Trevor Shepherd, ROV Hercules Pilot

Argus pilots control Hercules’ left arm, an ISE manipulator, using a 12-key control pad. The Argus pilot also controls the lateral thrusters which swivel Argus and the tilt of the high-definition camera to provide variable views of the seafloor as well as keeping a close watch on the tether between vehicles. Another important role is to control the winch onboard Nautilus to raise or lower Argus adjusting the ‘delta,’ or distance, between Argus and Hercules’ depths. Monitoring the delta depth ensures the tether doesn’t get pulled tight and yank ROV Hercules and prevents the ROVs from moving dangerously close together.
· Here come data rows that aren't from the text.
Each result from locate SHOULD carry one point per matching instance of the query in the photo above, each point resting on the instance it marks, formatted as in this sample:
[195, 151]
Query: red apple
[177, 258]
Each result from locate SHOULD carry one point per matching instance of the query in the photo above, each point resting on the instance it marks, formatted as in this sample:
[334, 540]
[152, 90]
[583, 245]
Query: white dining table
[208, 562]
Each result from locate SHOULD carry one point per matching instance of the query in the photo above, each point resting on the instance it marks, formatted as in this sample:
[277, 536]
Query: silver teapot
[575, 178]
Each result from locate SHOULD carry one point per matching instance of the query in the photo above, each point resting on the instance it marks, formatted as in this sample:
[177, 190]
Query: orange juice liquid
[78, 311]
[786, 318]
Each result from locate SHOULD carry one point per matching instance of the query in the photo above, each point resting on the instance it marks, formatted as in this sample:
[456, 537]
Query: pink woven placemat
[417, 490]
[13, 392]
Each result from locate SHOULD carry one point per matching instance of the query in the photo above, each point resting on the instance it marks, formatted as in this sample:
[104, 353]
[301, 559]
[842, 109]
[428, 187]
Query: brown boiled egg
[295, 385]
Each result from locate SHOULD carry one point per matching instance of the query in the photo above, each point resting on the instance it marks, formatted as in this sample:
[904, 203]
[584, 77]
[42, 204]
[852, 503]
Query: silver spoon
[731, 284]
Both pilots monitor systems looking for spikes or dips in oil pressure, temperature, and power to different systems like navigation, lights, cameras, or samplers.

A Pre-Dive A Day Keeps Maintenance Away

Being an ROV pilot also involves contributing to the maintenance, troubleshooting, and repairs of the ROVs. Maintaining ROVs between dives includes tasks like testing hydraulic pressure, installing and removing new sensors or sampling gear, cleaning equipment, designing new solutions to problems the team encounters, and repairing any systems that malfunction, as quickly and precisely as possible so expeditions can stay on schedule.
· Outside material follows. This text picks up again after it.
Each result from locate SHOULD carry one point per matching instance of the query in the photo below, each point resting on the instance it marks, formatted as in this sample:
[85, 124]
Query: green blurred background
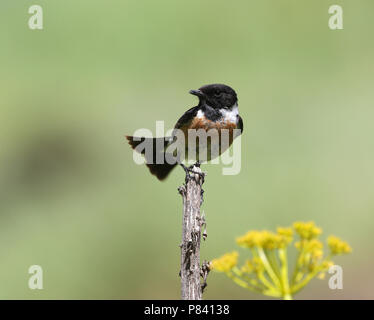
[73, 201]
Pilots work together to conduct pre-dive checks that involve looking closely at and physically touching each component to ensure it’s functioning correctly. Pilots check that every pressure housing, thruster, sensor, camera, and light is mounted to the vehicle, that mountings are tightened, and that inputs and outputs are secure. Inputs and outputs could be pressure compensated oil, hydraulic oil, electrical power connection, and fiber data connection. 
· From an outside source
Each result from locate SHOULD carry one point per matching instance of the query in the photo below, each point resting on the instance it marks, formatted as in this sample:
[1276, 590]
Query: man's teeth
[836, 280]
A pre-dive also includes checking that the deployment and recovery equipment is ready.  Pilots check the lifting bale on ROV Hercules, the lift line on the crane, the signal strobe on the top of Hercules, and the strain relief on ROV Argus. There are mechanical checks that include all moving pieces of the vehicle, like the main HD Zeus camera pan/tilt bracket and freely-spinning thrusters — and pilots even tighten every fastener on the manipulator arm joint. The ROV’s sonar, sensor, and high-voltage systems are also checked before a dive is launched and the ROVs are lowered into the water by the ROV team, the Deck Chief, and other Nautilus team members.

Career Pathways

Hercules pilots have years of ROV training in the field and typically have university or technical school education in some form of engineering, or the equivalent in experience. One pathway to working with robotics is being a mechanical system engineer, building new tools and working with physical parts of these systems. Electrical specialists are also important to work with the networking, communications, and high-voltage systems that make up an ROV.  Pilots learn from one another during every expedition and some Argus pilots may become fully trained Hercules pilots over several seasons. Many of the ROV pilots aboard Nautilus begin their journey in the Corps of Exploration as ROV Engineering interns in the Science & Engineering Internship Program as community college, undergraduate, graduate students, or early career professionals focused on engineering. 

Within the Corps of Exploration, ROV pilots have degrees and certifications in many fields including ocean engineering, mechanical engineering, electrical engineering, electronics technician certification, biology, and computer sciences.

Other careers with similar skill sets include: systems engineer, electrical engineer, mechanical engineer, petroleum engineer, electrician, machinist, ocean engineer, computer-aided-design (CAD) drafter, architect, and more.